Tras alzarse como vencedora en Sundance, Me & Earl & The Dying Girl —me niego a recurrir a la espantosa traducción— se convirtió indudablemente en la película indie del año. En otras circunstancias, The Diary of a Teenage Girl —que carece de traducción pese a lo fácil que sería llamarla Diario de una chica adolescente— habría tenido grandes posibilidades de obtener tal honor, pues cumple con todos los requisitos para destacar dentro del simpático grupo de películas independientes sobre líos amoroso-sexuales: nuevos talentos, ingenio desbordante y, lo más importante, completa sinceridad, características todas ellas resumidas en un vocablo ya clásico: frescura. Con eso en mente The Diary of a Teenage Girl es un triunfo asegurado que nos traslada al palpitante San Francisco de los años 70 (aunque podría acontecer perfectamente hoy en día), concretamente al interior de Minnie Goetze, una chica de 15 años tremendamente curiosa por el mundo que la rodea (especialmente, para qué negarlo, por el sexo) que aspira a ser artista de cómics.
La elegida por la debutante Marielle Heller para encarnar a Minnie es la londinense Bel Powley, de veintitrés años, quien se enfrenta así a su papel más importante hasta la fecha, un trabajo que ya le ha granjeado sendas nominaciones a los premios Gotham y Spirit (que también han nominado al propio film en varias categorías frente a pesos pesados como Carol y Spotlight). Buen comienzo para una temporada de premios muy prometedora para ella dado el buen recibimiento de un film que debe todo a su innata combinación de valentía y talento. Así, Bel Powley no teme desprenderse de la ropa —o la dignidad— para confeccionar un personaje muy cercano que se gana la identificación del espectador prácticamente desde el primer plano. Y, aunque la excusa narrativa de hacerle guardar sus pensamientos en una grabadora puede parecer algo forzada, resulta perfecta para adentrarnos en su mente, probablemente tan “sucia” como la de muchos adolescentes (solo que esta se nos abre de par en par). De hecho, estos sagaces monólogos conforman indudablemente la clave de una película cuyo ritmo flaquea ligeramente una vez el nudo ya ha sido presentado.

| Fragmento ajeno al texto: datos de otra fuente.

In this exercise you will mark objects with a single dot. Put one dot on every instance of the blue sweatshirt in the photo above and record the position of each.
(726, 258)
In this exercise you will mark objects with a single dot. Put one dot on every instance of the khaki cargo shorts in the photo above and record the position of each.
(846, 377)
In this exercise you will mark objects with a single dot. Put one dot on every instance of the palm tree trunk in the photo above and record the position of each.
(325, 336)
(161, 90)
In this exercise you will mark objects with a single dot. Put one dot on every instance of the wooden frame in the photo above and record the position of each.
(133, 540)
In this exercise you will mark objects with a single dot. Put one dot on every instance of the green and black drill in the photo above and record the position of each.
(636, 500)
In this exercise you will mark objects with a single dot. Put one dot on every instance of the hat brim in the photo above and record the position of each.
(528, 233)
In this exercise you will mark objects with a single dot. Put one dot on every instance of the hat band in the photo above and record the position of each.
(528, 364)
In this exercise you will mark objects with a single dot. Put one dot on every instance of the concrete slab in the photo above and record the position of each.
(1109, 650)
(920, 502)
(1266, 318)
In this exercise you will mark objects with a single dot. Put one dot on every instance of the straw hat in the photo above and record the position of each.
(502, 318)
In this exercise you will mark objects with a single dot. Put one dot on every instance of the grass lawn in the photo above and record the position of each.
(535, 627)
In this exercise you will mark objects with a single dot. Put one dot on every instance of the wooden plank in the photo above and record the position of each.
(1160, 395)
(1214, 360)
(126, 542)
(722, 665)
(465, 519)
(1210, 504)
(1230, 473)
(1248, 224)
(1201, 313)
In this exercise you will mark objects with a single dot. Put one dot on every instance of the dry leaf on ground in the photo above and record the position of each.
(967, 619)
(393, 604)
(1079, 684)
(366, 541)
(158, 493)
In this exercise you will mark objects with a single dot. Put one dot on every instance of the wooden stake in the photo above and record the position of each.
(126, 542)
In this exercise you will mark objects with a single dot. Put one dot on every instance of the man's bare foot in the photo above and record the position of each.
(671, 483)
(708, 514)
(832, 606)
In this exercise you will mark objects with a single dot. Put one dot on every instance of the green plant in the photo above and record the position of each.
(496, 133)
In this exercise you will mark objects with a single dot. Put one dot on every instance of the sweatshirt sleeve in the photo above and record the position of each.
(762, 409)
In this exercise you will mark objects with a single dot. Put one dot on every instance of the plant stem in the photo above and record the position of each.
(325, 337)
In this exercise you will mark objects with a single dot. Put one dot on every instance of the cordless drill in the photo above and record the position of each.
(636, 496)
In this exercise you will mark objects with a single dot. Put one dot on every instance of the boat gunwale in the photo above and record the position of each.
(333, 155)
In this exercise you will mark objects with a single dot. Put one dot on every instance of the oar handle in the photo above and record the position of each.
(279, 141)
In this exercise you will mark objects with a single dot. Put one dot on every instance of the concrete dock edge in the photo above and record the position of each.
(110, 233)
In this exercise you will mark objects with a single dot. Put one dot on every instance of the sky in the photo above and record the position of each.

Junto a Powley encontramos a los más experimentados Kristen Wiig (protagonista y guionista de La boda de mi mejor amiga, 2011) y Alexander Skarsgård (conocido por las provocadoras series Generation Kill y True Blood), que encarnan respectivamente a la madre y el objeto de deseo de la protagonista. ¿El problema? Que el segundo es también el novio de la primera (con la que, sobra decirlo, Minnie no tiene una relación muy positiva). En plena era hippy, tan latente es el ambiente de desenfreno y estridencia como exiguo el sentido común, pudiendo los personajes terminar perdiendo el apoyo del espectador dada la inconsciencia de sus acciones. Pero, ¿quién no ha sido inconsciente alguna vez? Y, sobre todo, ¿quién no lo ha sido con dieciséis años? La guionista y realizadora Marielle Heller sabe que, en cuestiones de sexo, nadie desea ser juzgado, con lo que evita hacer lo propio con su protagonista instando a que seamos nosotros y ella misma quienes reflexionemos sobre las acciones realizadas. “Me he pasado”, parece pensar Minnie en ocasiones; “te has pasado”, confirmamos nosotros. Pero, en general, aceptamos su camino porque entendemos las condiciones que le han llevado a tomarlo: fríamente podemos pensar que haríamos algo diferente, pero sabemos que la mayoría de decisiones se toman en caliente. Nunca mejor dicho.
Lo mejor: la frescura de un guion que se niega a juzgar a sus personajes.
Lo peor: la falta de ritmo que rodea los puntos de giro.